Tre persone sono state arrestate questa mattina 1 luglio dai carabinieri a Copertino, nel Leccese, con l’accusa di omicidio premeditato con l’aggravante mafiosa per l’uccisione di Stefano Tomèo, l’operaio di 42 anni raggiunto da un colpo di pistola al collo la sera dell’11 aprile scorso nel paese salentino davanti ad un circolo privato. Gli arresti vengono compiuti in esecuzione di una ordinanza di custodia cautelare in carcere emessa dal gip del Tribunale di Lecce, su richiesta della Direzione distrettuale antimafia. A supporto stanno operando lo Squadrone eliportato cacciatori Puglia e il Nucleo carabinieri cinofili.
Le accuse sono a carico titolo di omicidio e tentato omicidio in concorso, aggravati dalla premeditazione e dal metodo mafioso. Una quarta persona è stata denunciata per tentata estorsione e altre due per favoreggiamento personale. L’agguato avvenne in via Nino Bixio davanti ad un circolo privato. Gli attentatori spararono diverso colpi di pistola. Tomèo, che aveva precedenti penali per reati contro il patrimonio, venne colpito mentre scendeva dall’auto condotta da un conoscente che lo soccorse e portò in ospedale dove morì poco dopo.
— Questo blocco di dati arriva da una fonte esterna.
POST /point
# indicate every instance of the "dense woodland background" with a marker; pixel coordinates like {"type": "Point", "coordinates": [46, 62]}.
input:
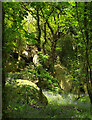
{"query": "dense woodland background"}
{"type": "Point", "coordinates": [47, 50]}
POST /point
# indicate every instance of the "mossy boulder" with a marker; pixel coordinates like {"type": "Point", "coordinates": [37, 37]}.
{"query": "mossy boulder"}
{"type": "Point", "coordinates": [25, 92]}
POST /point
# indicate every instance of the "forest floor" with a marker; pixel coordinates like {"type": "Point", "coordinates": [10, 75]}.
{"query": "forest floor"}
{"type": "Point", "coordinates": [59, 105]}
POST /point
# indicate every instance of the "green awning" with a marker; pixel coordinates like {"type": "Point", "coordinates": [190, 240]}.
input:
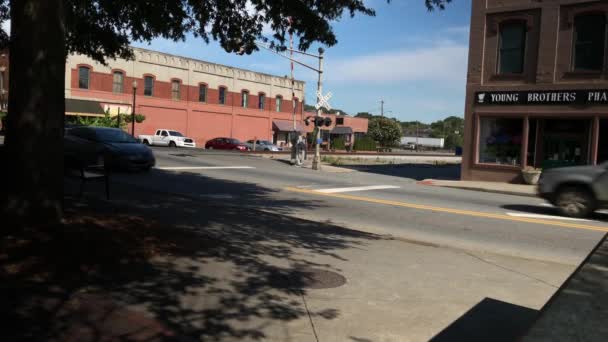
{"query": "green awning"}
{"type": "Point", "coordinates": [83, 108]}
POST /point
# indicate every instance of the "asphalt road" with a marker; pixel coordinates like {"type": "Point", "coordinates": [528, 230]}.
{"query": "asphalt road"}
{"type": "Point", "coordinates": [376, 202]}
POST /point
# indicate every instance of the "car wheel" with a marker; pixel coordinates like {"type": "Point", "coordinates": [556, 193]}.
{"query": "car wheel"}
{"type": "Point", "coordinates": [575, 202]}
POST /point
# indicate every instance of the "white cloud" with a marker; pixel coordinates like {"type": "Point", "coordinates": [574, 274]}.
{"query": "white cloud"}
{"type": "Point", "coordinates": [463, 30]}
{"type": "Point", "coordinates": [445, 62]}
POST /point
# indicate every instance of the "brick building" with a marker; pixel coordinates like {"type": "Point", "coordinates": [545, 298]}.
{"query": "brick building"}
{"type": "Point", "coordinates": [537, 87]}
{"type": "Point", "coordinates": [202, 100]}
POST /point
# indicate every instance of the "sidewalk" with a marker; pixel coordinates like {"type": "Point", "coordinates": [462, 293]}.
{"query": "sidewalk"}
{"type": "Point", "coordinates": [190, 270]}
{"type": "Point", "coordinates": [501, 188]}
{"type": "Point", "coordinates": [579, 310]}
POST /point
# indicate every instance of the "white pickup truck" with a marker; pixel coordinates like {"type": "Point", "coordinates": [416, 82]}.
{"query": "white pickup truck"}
{"type": "Point", "coordinates": [167, 137]}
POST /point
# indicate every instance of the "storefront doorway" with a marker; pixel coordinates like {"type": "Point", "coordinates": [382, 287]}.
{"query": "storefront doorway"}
{"type": "Point", "coordinates": [602, 152]}
{"type": "Point", "coordinates": [559, 142]}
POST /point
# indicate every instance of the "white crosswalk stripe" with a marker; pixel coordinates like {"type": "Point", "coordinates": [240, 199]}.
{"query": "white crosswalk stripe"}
{"type": "Point", "coordinates": [186, 168]}
{"type": "Point", "coordinates": [356, 188]}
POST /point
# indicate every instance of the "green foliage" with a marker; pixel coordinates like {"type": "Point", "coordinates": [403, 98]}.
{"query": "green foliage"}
{"type": "Point", "coordinates": [385, 131]}
{"type": "Point", "coordinates": [105, 121]}
{"type": "Point", "coordinates": [338, 144]}
{"type": "Point", "coordinates": [450, 128]}
{"type": "Point", "coordinates": [365, 143]}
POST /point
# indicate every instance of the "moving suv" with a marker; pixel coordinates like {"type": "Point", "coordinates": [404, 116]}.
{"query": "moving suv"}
{"type": "Point", "coordinates": [577, 191]}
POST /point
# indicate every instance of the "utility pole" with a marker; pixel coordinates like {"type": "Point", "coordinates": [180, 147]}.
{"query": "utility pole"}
{"type": "Point", "coordinates": [316, 161]}
{"type": "Point", "coordinates": [294, 138]}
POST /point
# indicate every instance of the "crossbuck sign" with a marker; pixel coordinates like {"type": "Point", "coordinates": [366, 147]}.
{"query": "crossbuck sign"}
{"type": "Point", "coordinates": [323, 100]}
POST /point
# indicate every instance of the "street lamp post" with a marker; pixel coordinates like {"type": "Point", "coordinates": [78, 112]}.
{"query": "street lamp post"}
{"type": "Point", "coordinates": [133, 109]}
{"type": "Point", "coordinates": [2, 91]}
{"type": "Point", "coordinates": [316, 162]}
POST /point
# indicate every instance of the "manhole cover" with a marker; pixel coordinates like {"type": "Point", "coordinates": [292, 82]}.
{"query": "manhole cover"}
{"type": "Point", "coordinates": [307, 278]}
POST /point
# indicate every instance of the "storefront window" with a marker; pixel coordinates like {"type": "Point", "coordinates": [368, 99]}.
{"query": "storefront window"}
{"type": "Point", "coordinates": [602, 153]}
{"type": "Point", "coordinates": [589, 39]}
{"type": "Point", "coordinates": [500, 141]}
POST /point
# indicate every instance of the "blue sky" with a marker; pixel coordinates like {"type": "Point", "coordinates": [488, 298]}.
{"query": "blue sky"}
{"type": "Point", "coordinates": [413, 59]}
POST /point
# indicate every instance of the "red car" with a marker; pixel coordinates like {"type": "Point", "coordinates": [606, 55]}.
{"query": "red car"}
{"type": "Point", "coordinates": [225, 144]}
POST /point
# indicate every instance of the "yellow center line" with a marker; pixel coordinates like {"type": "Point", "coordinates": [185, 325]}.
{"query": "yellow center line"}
{"type": "Point", "coordinates": [450, 210]}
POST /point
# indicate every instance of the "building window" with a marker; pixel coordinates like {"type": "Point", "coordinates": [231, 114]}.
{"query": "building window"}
{"type": "Point", "coordinates": [84, 74]}
{"type": "Point", "coordinates": [118, 82]}
{"type": "Point", "coordinates": [500, 141]}
{"type": "Point", "coordinates": [222, 95]}
{"type": "Point", "coordinates": [202, 93]}
{"type": "Point", "coordinates": [511, 48]}
{"type": "Point", "coordinates": [589, 42]}
{"type": "Point", "coordinates": [244, 99]}
{"type": "Point", "coordinates": [149, 86]}
{"type": "Point", "coordinates": [279, 103]}
{"type": "Point", "coordinates": [175, 90]}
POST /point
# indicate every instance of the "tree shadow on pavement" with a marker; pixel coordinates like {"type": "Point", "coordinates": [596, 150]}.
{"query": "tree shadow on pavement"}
{"type": "Point", "coordinates": [489, 320]}
{"type": "Point", "coordinates": [148, 266]}
{"type": "Point", "coordinates": [412, 171]}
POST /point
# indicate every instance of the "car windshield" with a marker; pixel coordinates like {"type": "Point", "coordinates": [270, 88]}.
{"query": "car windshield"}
{"type": "Point", "coordinates": [114, 136]}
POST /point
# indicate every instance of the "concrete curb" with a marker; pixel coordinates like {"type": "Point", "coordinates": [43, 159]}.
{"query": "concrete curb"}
{"type": "Point", "coordinates": [430, 182]}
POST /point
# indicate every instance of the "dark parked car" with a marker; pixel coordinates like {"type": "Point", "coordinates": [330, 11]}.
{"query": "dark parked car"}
{"type": "Point", "coordinates": [225, 144]}
{"type": "Point", "coordinates": [111, 146]}
{"type": "Point", "coordinates": [577, 191]}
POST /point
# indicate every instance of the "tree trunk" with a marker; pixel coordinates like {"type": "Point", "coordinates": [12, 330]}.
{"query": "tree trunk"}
{"type": "Point", "coordinates": [33, 156]}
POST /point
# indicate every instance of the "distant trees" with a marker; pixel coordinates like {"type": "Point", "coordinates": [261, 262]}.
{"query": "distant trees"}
{"type": "Point", "coordinates": [385, 131]}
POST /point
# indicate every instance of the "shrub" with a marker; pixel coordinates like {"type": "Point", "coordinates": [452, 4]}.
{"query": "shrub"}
{"type": "Point", "coordinates": [338, 144]}
{"type": "Point", "coordinates": [365, 143]}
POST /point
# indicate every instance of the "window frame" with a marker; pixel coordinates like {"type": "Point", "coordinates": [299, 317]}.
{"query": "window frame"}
{"type": "Point", "coordinates": [149, 77]}
{"type": "Point", "coordinates": [573, 67]}
{"type": "Point", "coordinates": [222, 99]}
{"type": "Point", "coordinates": [278, 103]}
{"type": "Point", "coordinates": [512, 22]}
{"type": "Point", "coordinates": [477, 141]}
{"type": "Point", "coordinates": [204, 97]}
{"type": "Point", "coordinates": [121, 84]}
{"type": "Point", "coordinates": [88, 69]}
{"type": "Point", "coordinates": [261, 101]}
{"type": "Point", "coordinates": [176, 94]}
{"type": "Point", "coordinates": [244, 98]}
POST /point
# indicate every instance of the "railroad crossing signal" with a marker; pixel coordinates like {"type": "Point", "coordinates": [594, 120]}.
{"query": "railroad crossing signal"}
{"type": "Point", "coordinates": [323, 100]}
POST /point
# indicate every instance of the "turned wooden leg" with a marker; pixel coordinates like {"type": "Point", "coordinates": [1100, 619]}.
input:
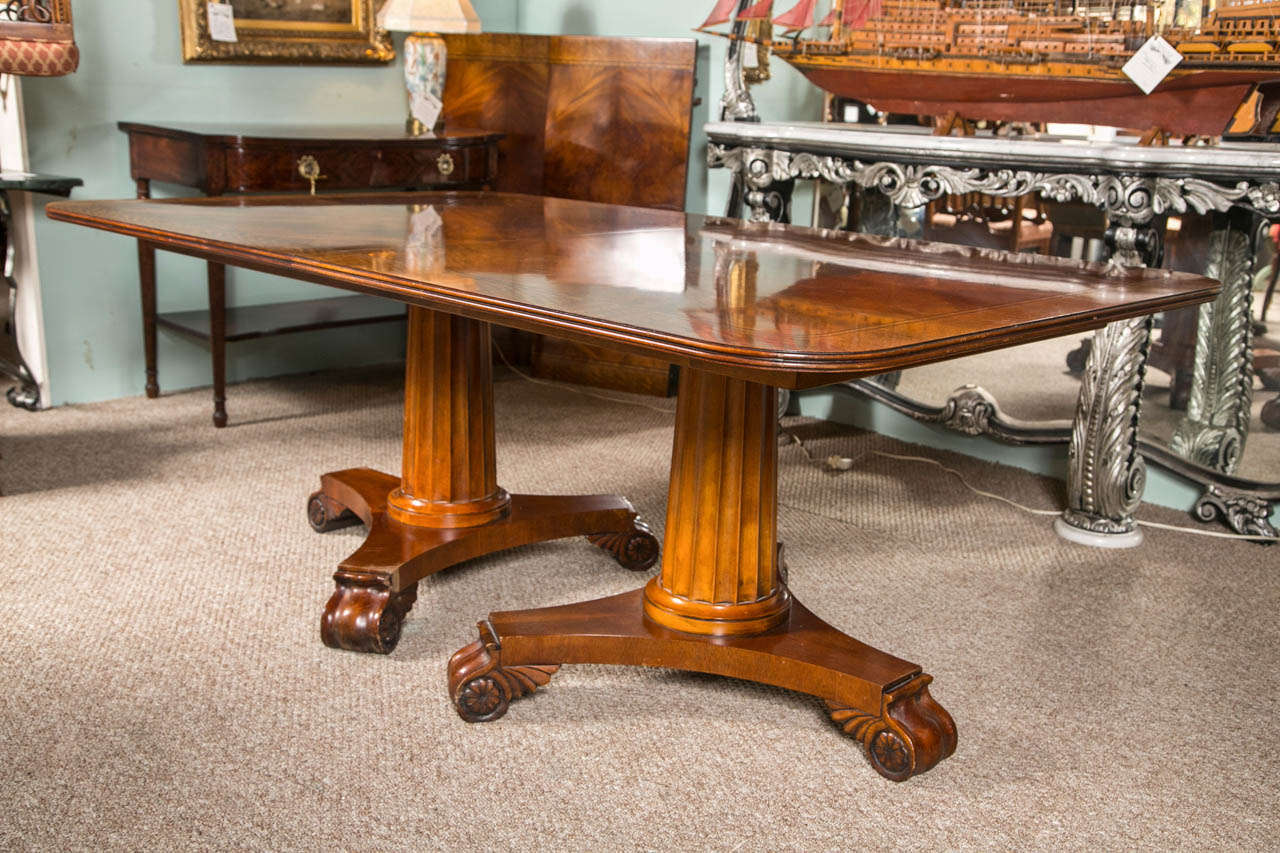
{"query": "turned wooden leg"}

E non era l’obiettivo dell’agguato Stefano Tomèo, l’operaio di 42 anni assassinato con colpi di pistola la sera dell’11 aprile scorso a Copertino, in Salento. Il presunto assassino, Giovanni Calasso, di 61 anni, ergastolano agli arresti domiciliari per motivi di salute – secondo l’accusa – aveva il compito di presenziare ad un appuntamento fissato per risolvere una lite. All’incontro dovevano partecipare Angelo Ciccarese, di 56 anni (che arriva in auto assieme al suo amico Stefano Tomèo), Gianluca De Paolis, infermiere di 52 anni, e suo cugino Andrea Negri, di 50. Con De Paolis e Negri si presenta Calasso, storico boss della Scu, che è armato con una pistola. Tomèo, appena scende dall’auto, vede Calasso e comincia a fare la voce grossa con il boss che, sentendosi offeso, spara e uccide Tomèo. In carcere, oltre a Calasso, sono finiti De Paolis e Negri, tutti di Copertino, accusati a vario titolo di omicidio e tentato omicidio in concorso aggravati dalla premeditazione e dal metodo mafioso.
L’appuntamento era stata concordato per appianare i motivi di una lite. Ciccarese mesi prima aveva affittato una casa a Gianluca De Paolis, pretendendo a fine contratto il pagamento di bollette che riteneva insolute. Per far valere le proprie ragioni, Ciccarese avrebbe minacciato più volte di morte il 52enne. De Paolis, anziché denunciare le minacce alle forze dell’ordine, chiede aiuto al cugino, Andrea Negri, che fa da intermediario con Calasso. Fondamentali ai fini dell’indagine sono state le intercettazioni telefoniche e ambientali e le immagini acquisite dei sistemi di videosorveglianza. Per Ciccarese è scattata anche una denuncia per tentata estorsione mentre per favoreggiamento personale sono stati denunciati il gestore e un avventore del circolo “Le Club” dove il gruppo si era dato appuntamento. Emblematico il particolare che Calasso abbia agito a volto scoperto, utilizzando la propria autovettura, confidando in un contesto caratterizzato da assoggettamento e omertà. Le indagini hanno accertato che nessuna delle numerose persone presenti all’agguato abbia allertato il 118 nonostante le disperate richieste di aiuto di Ciccarese che cercava di soccorrere Tomèo. Durante gli accertamenti vari testimoni hanno reso dichiarazioni reticenti o non veritiere, nel tentativo di ostacolare la ricostruzione dei fatti.